Elsy le cogió la cabeza entre las manos y lo obligó a mirarla a los ojos.

–Escúchame, Erik Frankel. No eres un ser horrible. Quieres a tu hermano y a tus padres. Pero también estás sufriendo. Ellos tienen que saberlo, debes exigirles un espacio. ¿De acuerdo?

Erik intentó apartar el rostro, pero ella siguió sujetándolo entre las manos y mirándolo a los ojos.

Al final, Erik asintió.

–Tienes razón. Hablaré con ellos…

En un impulso, Elsy lo abrazó y lo apretó contra su cuerpo. Le acarició la espalda y notó que Erik se iba relajando.

–¿Qué coño? –resonó una voz a su espalda. Elsy se volvió a mirar. Era Frans, pálido y con los puños cerrados.

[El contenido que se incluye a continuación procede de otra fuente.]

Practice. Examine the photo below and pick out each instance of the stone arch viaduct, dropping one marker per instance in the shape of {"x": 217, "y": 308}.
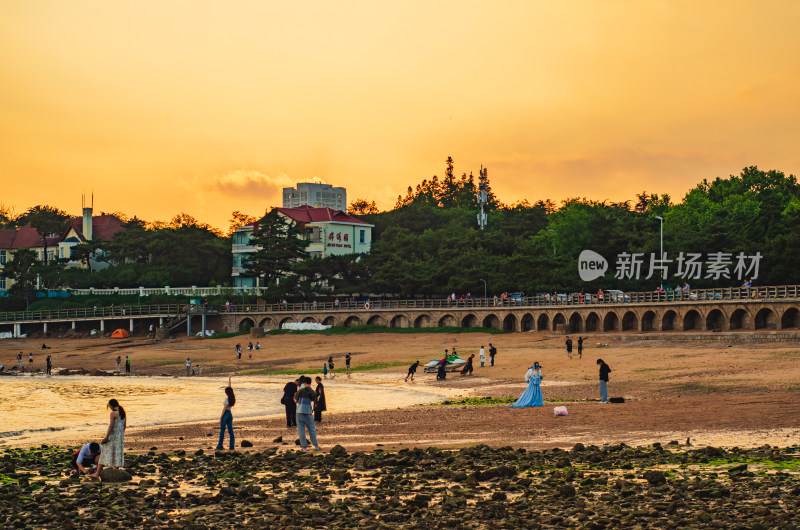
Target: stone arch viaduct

–¿Qué coño? –repitió Frans, como si le costara encontrar las palabras. Elsy comprendió cómo habría interpretado su abrazo e intentó explicarle con calma lo que había sucedido en realidad, antes de que su temperamento tomase las riendas de su persona. Ya había comprobado en numerosas ocasiones que Frans se encendía con la misma facilidad que una cerilla. Había algo en Frans que lo tenía siempre en disposición de encolerizarse, como si no hiciese sino buscar motivos para desahogar su ira. Y Elsy se había dado perfecta cuenta de que Frans sentía cierta debilidad por ella. Dadas las circunstancias, si no lograba que comprendiera la situación, podría resultar catastrófico…

–Erik y yo estábamos hablando –le explicó despacio y con serenidad.

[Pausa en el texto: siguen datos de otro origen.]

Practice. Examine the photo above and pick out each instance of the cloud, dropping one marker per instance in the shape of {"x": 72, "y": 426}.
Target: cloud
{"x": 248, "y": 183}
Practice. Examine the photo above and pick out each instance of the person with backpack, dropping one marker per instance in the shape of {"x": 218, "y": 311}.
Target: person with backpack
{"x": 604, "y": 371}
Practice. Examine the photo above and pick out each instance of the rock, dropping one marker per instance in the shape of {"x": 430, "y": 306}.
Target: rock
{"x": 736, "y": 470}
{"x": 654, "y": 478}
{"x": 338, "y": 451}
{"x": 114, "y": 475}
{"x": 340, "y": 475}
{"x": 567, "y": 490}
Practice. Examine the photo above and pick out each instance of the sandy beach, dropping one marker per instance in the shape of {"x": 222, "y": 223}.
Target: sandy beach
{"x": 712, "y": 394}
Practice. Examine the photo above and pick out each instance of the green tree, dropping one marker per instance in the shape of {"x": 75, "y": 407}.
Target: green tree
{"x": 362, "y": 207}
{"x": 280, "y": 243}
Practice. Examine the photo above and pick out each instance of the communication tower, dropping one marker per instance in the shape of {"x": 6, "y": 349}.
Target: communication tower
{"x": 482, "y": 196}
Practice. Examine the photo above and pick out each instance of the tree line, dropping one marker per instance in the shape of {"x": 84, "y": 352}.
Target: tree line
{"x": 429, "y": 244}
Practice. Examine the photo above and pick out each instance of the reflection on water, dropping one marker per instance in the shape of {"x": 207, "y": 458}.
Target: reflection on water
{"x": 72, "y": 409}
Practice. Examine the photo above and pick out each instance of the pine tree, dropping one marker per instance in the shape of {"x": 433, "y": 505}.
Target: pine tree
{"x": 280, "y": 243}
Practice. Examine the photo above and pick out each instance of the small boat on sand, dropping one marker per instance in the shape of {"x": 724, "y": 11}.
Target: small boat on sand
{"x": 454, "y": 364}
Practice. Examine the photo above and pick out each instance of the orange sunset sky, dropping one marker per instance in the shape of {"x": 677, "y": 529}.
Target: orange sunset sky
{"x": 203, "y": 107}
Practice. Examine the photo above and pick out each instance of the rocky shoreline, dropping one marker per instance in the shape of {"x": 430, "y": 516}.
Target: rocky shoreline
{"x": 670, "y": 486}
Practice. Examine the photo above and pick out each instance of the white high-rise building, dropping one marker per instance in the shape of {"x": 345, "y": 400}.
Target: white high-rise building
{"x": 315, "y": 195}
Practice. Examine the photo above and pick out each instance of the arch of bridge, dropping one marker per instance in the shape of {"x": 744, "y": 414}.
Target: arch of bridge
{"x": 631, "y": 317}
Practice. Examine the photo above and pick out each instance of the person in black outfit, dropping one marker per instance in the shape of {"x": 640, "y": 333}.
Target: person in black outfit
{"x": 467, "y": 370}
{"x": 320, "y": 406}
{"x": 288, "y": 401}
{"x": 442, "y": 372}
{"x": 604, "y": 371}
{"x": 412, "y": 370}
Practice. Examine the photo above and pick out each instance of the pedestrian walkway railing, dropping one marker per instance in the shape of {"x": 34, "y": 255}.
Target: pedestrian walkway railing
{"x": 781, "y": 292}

–Sí, ya he visto cómo hablabais –replicó Frans con una mirada que hizo estremecerse a Elsy.

–Hablábamos de Axel, y de lo duro que es saber dónde está –prosiguió sin apartar la vista de los ojos de Frans. El destello frío y salvaje que los iluminaba se apagó levemente. Elsy continuó hablando.

–Y estaba consolándolo. Eso es lo que ha pasado. Siéntate, anda, y habla con nosotros.

Elsy dio unas palmaditas en la roca, animándolo a sentarse. Frans dudaba. Pero ya tenía las manos distendidas y la frialdad había abandonado por completo su semblante. Exhaló un hondo suspiro y siguió el consejo de Elsy.

–Perdón… –se excusó sin mirarla.

–No pasa nada –aseguró Elsy–. Pero no seas tan rápido a la hora de sacar conclusiones precipitadas.

Frans guardó silencio un rato. Luego la miró. De repente, la intensidad del sentimiento que Elsy detectó en aquella mirada la asustó más que la frialdad y la ira anteriores. Un presentimiento azotó todo su ser: aquello no podía terminar bien.

Pensó también en Britta y en las miradas amorosas que le dedicaba a Frans constantemente.

Elsy repitió para sí: aquello no podía terminar bien.

–Parece encantadora –opinó Karin con una sonrisa mientras empujaba el cochecito en el que llevaba a Ludde.

–Erica es fantástica –recalcó Patrik notando que la sonrisa le afloraba por sí sola. Claro que habían tenido algún que otro encontronazo últimamente, pero eran naderías. Se sentía increíblemente afortunado por el solo hecho de despertarse al lado de Erica todas las mañanas.

–Pues a mí me gustaría poder decir lo mismo de Leif –confesó Karin–. Pero lo cierto es que empiezo a estar harta de la vida de esposa de un cantante. Aunque, claro, yo ya sabía a qué me exponía, de modo que supongo que no puedo quejarme.